Strategic Communications and Marketing News Bureau

Distinguished Teacher-Scholar to teach ‘scholarly teaching’

Professor, teach thyself.

That message will provide the foundation for a series of workshops being led by 2013-14 Distinguished Teacher-Scholar Amy Woods and sponsored by the Office of the Provost and the new Center for Innovation in Teaching and Learning.

The five-workshop series, “Inquiry in the College Classroom: A Journey Toward Scholarly Teaching,” runs from 11:30 a.m. to 1 p.m. on Wednesdays beginning Sept. 25. (See schedule below.)

“Faculty members are trained really well in conducting research, but they don’t always think about applying it to their teaching,” said Woods, who is a professor of kinesiology and community health. “It’s just a matter of thinking about the class you teach and deciding you want to examine it in a scholarly way. Teaching needs to be based on more than hunches.”

The workshops will ask participants to develop a research question based on a specific teaching challenge they face, and provide them data-collection techniques and methods that can be employed for analyzing it.

“It’s sort of a luxury to take the time to do it,” she said, “but the payoff in your classroom and the way you feel about your teaching can be huge. It’s not about ‘busy, happy, good,’ – you need to be working toward some kind of goal and be purposeful.”

Woods said there are numerous proven techniques to improve the quality of classroom discussion and stimulate more of it, as well as ways to identify the cues students give when they don’t understand a concept.

One way to improve is to team with colleagues to critique the classroom experience and be a “critical friend” with each other’s approach she said.

“I think we can really help each other,” she said. “You don’t do research in isolation and you shouldn’t teach that way either.”

Woods’ specialty is researching the career cycles of elementary and secondary physical education teachers; her dissertation comprised case studies of beginning teachers as she followed them for 25 years.

She taught high school P.E. for two years before earning her Ph.D. at the University of South Carolina. Now she teachers prospective teachers, including master’s and doctoral students.

“The attrition rate for teachers is not very encouraging and it’s understandable why teachers don’t always stay,” she said. “There are just too many challenges and it gets to be overwhelming. But among the teachers I have studied, looking at the ones who stay is very valuable; they don’t get burned out. It’s almost like they become these teaching machines.”
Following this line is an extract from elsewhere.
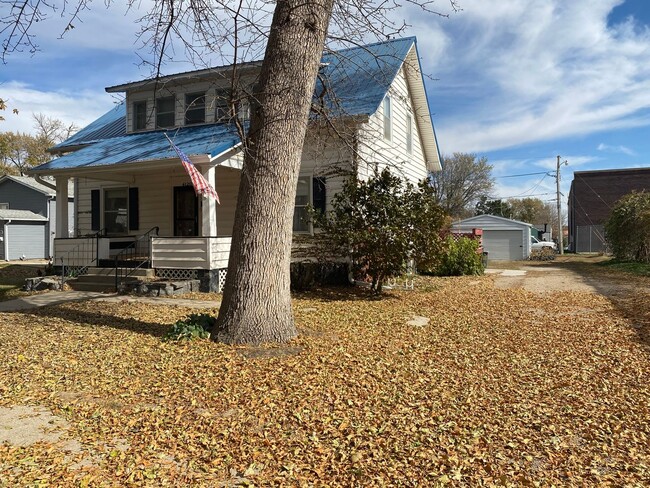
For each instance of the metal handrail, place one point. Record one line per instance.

Workshop participants will be given the opportunity to share their workshop findings with the campus.

Woods said each participant will be asked to create an electronic portfolio of their work that will be made accessible through publish.illinois.edu and may include student interviews and classroom survey results.

She said she hopes to learn from as well as share with workshop participants by publishing her own research findings from the data she collects as facilitator.

“You have to always want to find ways to improve your teaching,” she said. “The students pay well to come here – they want to be challenged and they want you to bring new ideas and innovation.”

Inquiry in the College Classroom: A Journey Toward Scholarly Teaching   

  • Sept. 25: “Introduction to Scholarly Teaching and Classroom Action Research: Asking Questions About Your Teaching is a Good Thing.”     
  • Oct. 9: “Defining an Inquiry Hypothesis: What Question Do You Want to Explore?”
  • Oct. 23: “Developing an Investigative Plan: What Are the Steps in Your Study?”
  • Nov. 6: “Using Qualitative and/Quantitative Data: Where Can You Find Key Data?”
  • Nov. 13: “The Ethical and Legal Aspects of CAR: How to Obtain Institutional Approval and Student Consent”

All workshops are from 11:30 a.m.-1 p.m. in Room 428 Armory. More information is online.